Jonathan_Ashwell · July 10, 2024, 12:08pm

My app has a function that changes the case of a string to Title Case (every word begins with a capital letter). It has a user-configurable stop list that contains words whose case is not to be changed (e.g. DNA). I use regex to search for the presence of such words in the string and ensure that they appear as in the stop list. A user has reported an edge case where mistakes can occur when a word as accented Unicode characters. I can see where the problem lies, but I can’t come up with a solution. I’m using a search pattern that I’m pretty sure @Kem_Tekinay helped me with:

(?<!\w)\Q" + stopWord + "\E(?!\w)

The intent is that only whole words will be found, and the characters between \Q and \E (the stop word) are treated as literals.
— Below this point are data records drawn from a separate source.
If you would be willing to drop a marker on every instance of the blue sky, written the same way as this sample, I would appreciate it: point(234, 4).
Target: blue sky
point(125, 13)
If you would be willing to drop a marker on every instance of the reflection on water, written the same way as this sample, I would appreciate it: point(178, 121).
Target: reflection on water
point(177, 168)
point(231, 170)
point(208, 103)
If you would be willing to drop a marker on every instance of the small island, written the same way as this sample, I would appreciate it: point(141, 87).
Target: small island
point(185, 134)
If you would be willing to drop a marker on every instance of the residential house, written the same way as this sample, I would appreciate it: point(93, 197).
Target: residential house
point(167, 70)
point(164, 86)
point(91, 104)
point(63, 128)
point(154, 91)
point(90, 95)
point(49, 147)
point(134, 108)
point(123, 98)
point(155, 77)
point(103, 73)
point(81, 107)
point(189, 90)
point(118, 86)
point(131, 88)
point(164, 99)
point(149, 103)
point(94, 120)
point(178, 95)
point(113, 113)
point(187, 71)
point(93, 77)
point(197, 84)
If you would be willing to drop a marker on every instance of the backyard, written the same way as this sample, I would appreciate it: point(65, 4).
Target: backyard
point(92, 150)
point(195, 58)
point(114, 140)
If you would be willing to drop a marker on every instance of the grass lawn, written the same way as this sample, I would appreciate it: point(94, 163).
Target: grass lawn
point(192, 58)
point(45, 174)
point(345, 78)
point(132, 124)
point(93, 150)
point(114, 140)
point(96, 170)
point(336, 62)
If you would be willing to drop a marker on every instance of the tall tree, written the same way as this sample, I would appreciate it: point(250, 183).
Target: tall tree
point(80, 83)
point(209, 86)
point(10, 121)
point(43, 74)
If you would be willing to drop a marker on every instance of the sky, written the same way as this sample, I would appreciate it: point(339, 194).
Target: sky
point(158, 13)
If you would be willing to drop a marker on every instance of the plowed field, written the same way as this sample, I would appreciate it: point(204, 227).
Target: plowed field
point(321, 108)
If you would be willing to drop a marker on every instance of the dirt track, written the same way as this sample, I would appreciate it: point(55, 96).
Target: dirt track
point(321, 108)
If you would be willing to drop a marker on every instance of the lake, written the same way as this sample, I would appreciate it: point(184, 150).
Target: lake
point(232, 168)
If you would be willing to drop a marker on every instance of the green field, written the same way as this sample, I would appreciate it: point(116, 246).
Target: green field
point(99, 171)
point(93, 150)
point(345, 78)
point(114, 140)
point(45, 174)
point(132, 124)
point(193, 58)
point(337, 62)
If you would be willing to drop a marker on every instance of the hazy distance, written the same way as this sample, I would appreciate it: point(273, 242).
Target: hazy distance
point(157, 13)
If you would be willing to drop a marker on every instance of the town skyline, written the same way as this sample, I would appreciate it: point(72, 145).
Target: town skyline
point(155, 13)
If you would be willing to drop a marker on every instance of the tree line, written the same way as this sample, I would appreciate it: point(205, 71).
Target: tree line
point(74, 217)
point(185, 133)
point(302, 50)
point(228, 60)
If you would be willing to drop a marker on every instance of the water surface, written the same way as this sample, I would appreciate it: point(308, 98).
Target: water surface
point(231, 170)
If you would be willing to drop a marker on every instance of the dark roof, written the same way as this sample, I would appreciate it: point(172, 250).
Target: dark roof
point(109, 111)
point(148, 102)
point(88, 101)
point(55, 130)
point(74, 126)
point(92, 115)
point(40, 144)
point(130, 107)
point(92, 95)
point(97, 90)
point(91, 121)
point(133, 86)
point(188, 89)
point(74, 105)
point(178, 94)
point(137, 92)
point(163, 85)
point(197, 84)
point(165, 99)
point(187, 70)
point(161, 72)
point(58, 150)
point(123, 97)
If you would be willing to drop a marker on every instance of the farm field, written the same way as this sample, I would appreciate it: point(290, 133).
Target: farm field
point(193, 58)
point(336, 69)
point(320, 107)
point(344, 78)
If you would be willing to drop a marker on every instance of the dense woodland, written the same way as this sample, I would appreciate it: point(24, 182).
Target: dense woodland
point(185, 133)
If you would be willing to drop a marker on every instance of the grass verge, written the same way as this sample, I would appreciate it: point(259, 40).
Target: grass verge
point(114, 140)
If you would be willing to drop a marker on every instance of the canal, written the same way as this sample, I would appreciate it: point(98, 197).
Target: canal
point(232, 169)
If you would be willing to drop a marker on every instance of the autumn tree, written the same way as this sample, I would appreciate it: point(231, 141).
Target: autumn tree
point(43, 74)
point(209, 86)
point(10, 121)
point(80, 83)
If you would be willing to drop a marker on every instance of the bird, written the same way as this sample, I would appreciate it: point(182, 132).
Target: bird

The problem is that \w only deals with ASCII values. This is a real life example that fails:

stopWord = CE
string = Gréce

The search identifies the “ce” after the é as a match, and the output becomes

GréCE

If the é is changed to e the output is correct (Grece).

Suggestions on how to deal with such examples are appreciated.
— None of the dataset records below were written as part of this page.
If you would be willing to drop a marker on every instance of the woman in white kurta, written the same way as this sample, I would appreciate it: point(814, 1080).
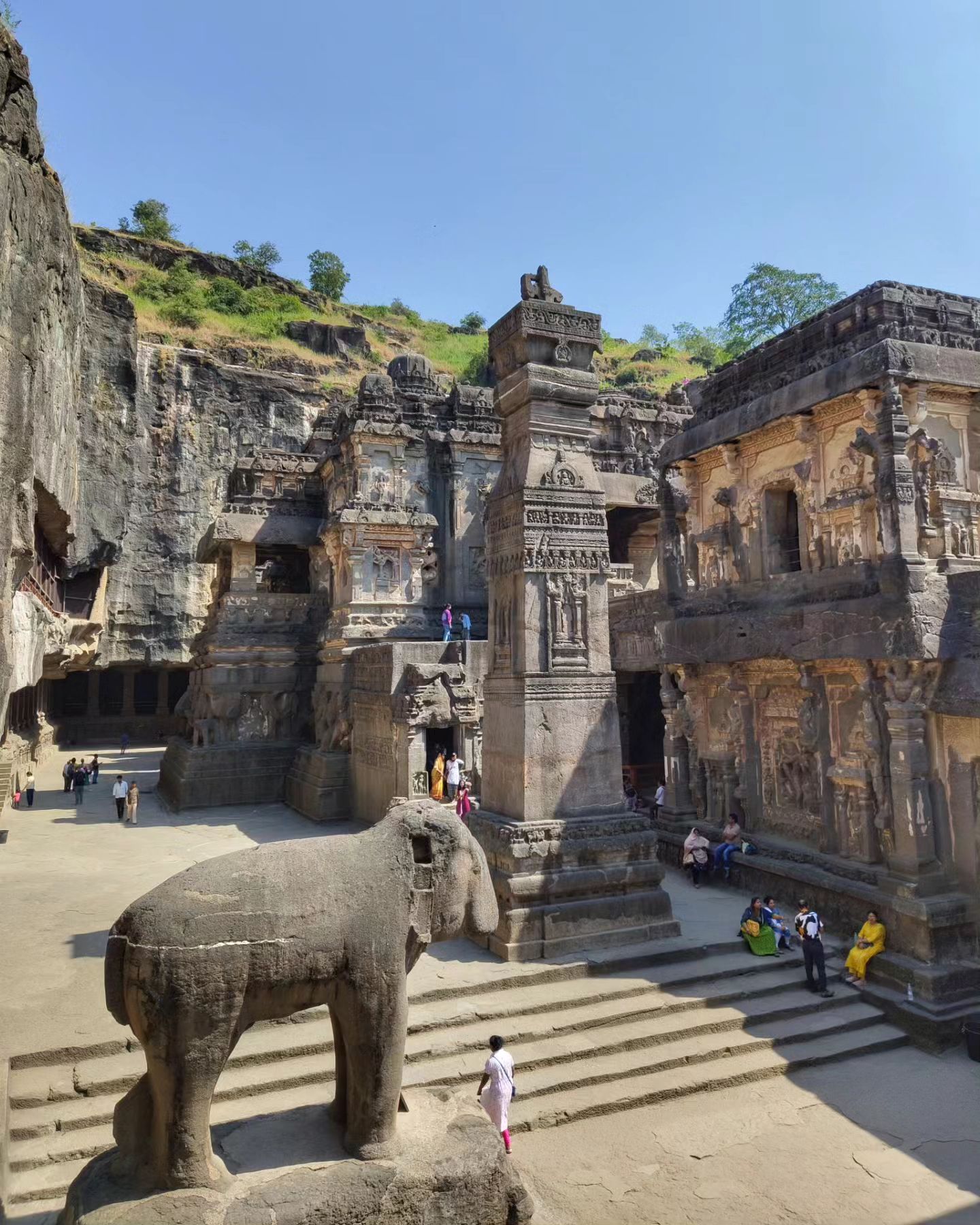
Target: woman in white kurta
point(497, 1081)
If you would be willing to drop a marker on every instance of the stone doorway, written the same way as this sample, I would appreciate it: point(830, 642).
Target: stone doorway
point(641, 729)
point(436, 739)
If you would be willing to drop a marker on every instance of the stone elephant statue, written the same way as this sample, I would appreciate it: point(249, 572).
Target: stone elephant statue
point(265, 932)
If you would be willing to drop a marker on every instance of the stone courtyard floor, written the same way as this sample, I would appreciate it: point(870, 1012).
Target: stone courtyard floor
point(892, 1137)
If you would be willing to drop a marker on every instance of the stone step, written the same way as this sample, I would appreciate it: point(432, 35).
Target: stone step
point(632, 1090)
point(37, 1139)
point(508, 977)
point(36, 1090)
point(606, 1083)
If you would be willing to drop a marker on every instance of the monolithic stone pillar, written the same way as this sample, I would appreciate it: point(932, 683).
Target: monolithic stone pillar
point(574, 868)
point(129, 693)
point(912, 860)
point(679, 804)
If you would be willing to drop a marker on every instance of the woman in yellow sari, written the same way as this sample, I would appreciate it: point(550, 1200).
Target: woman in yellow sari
point(870, 943)
point(439, 777)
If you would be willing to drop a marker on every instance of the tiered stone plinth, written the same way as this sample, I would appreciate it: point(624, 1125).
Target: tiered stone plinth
point(571, 866)
point(566, 885)
point(242, 772)
point(318, 784)
point(292, 1169)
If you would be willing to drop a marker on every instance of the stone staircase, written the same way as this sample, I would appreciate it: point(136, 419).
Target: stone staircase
point(626, 1028)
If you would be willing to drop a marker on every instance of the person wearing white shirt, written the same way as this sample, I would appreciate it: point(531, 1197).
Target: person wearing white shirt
point(120, 789)
point(453, 770)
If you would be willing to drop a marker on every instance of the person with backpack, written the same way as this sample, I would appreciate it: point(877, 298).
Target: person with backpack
point(497, 1073)
point(808, 928)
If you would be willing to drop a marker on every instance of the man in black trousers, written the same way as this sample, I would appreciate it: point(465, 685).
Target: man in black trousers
point(808, 928)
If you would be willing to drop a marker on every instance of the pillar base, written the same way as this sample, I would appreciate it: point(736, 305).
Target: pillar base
point(242, 772)
point(318, 784)
point(574, 883)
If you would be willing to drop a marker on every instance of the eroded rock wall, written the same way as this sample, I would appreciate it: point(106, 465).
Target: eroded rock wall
point(42, 312)
point(193, 416)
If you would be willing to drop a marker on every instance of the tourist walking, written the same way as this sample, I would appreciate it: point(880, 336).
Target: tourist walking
point(133, 802)
point(119, 794)
point(808, 928)
point(453, 773)
point(732, 836)
point(439, 777)
point(696, 855)
point(870, 943)
point(760, 938)
point(772, 918)
point(497, 1079)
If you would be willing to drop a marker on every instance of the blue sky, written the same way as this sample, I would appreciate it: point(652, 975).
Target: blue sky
point(649, 153)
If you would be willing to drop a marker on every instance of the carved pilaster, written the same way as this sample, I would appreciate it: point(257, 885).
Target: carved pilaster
point(908, 691)
point(679, 804)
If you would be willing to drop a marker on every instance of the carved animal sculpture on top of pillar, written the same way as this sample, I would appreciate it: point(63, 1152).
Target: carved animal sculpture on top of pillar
point(270, 931)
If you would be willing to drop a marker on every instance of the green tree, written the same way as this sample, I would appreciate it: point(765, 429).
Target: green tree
point(472, 324)
point(653, 337)
point(327, 275)
point(150, 220)
point(261, 257)
point(772, 299)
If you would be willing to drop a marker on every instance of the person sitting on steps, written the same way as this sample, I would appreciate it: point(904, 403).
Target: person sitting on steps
point(732, 837)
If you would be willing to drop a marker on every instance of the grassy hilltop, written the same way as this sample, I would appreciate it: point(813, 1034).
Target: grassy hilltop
point(197, 309)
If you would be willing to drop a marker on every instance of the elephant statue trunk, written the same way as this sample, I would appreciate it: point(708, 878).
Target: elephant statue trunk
point(263, 934)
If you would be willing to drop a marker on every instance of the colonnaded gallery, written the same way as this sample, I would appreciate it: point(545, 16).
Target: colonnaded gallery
point(762, 589)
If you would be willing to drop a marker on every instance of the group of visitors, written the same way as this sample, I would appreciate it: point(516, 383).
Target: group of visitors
point(127, 796)
point(696, 851)
point(765, 932)
point(78, 776)
point(466, 625)
point(450, 783)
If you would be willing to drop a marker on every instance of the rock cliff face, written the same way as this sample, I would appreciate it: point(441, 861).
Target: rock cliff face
point(42, 314)
point(191, 418)
point(120, 448)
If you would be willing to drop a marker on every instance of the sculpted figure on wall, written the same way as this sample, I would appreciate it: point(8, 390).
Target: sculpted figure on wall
point(266, 932)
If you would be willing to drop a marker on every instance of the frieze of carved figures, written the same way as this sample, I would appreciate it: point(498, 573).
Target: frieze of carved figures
point(909, 683)
point(561, 474)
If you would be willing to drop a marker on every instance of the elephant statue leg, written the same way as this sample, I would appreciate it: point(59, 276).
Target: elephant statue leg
point(163, 1124)
point(375, 1043)
point(338, 1109)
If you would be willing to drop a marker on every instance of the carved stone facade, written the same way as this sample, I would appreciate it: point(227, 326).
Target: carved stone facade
point(815, 627)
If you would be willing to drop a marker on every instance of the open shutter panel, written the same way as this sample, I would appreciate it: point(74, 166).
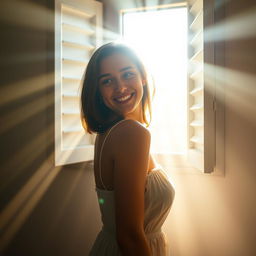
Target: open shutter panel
point(201, 113)
point(77, 33)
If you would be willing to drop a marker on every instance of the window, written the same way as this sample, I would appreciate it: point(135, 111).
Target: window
point(197, 118)
point(77, 33)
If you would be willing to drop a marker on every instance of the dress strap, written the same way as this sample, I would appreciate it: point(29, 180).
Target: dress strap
point(103, 143)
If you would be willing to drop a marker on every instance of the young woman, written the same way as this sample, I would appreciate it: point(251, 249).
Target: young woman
point(134, 194)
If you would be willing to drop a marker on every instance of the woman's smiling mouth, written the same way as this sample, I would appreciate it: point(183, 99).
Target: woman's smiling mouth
point(124, 99)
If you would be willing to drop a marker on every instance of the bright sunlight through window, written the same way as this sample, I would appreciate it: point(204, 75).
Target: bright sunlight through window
point(160, 37)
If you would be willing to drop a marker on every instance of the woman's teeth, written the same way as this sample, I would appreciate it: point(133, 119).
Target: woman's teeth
point(122, 99)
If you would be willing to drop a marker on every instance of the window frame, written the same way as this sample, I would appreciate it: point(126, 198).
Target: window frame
point(214, 150)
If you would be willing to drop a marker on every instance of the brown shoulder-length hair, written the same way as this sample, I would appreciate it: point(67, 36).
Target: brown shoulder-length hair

Sascha_S · July 10, 2024, 1:00pm

Would using POSIX Bracket Expressions help, maybe?

(?<![^[:print:]])\Q" + stopWord + "\E(?![^[:print:]])

Replaced the \w (word char) with [:print:] (visible chars and spaces).
Maybe you then need to rule out just the spaces?

Screenshot-1
Screenshot-2
Screenshot-4

Jonathan_Ashwell · July 10, 2024, 1:13pm

Thanks, but I’m afraid not. I’m testing in RegExRX, and if I use

(?<![^[:print:]])\QCE\E(?![^[:print:]])

with the word

 cerces

I get two matches when there should be none.

Kem_Tekinay · July 10, 2024, 1:37pm

Try this:

(?<=\pZ|^)\QCERCES\E(?=\pZ|$)

Jonathan_Ashwell · July 10, 2024, 2:22pm

@Kem_Tekinay Thank you, Kem, this is very close. It correctly recognizes that an accented character should not be interpreted as end of word. But it fails to find a match when the word is followed by punctuation.

For example, “dna” is found if it is freestanding, but not if it is followed by punctuation.

Kem_Tekinay · July 10, 2024, 2:28pm

Try this:

(?<=\pZ|^)\Qcérces\E(?=\pZ|\pP|$)

In RegExRX, under the pop-up menu next to Search Pattern, you will find all kinds of tokens. Under “Unicode Scripts & Properties” you will find the symbols you can use with \p or \P along with their explanations.

Jonathan_Ashwell · July 10, 2024, 2:58pm

Yes, that did the trick!

I had actually explored that menu, but you have to somewhat know what the answer is going to be understand and apply the information. I did a lot of googling before posting, and answers to similar questions were all over the place, many restricting matches to Unicode character ranges and such. I figured there must be a more elegant solution (searches that take into account accented characters seem pretty basic, especially outside the US). Thanks for providing it.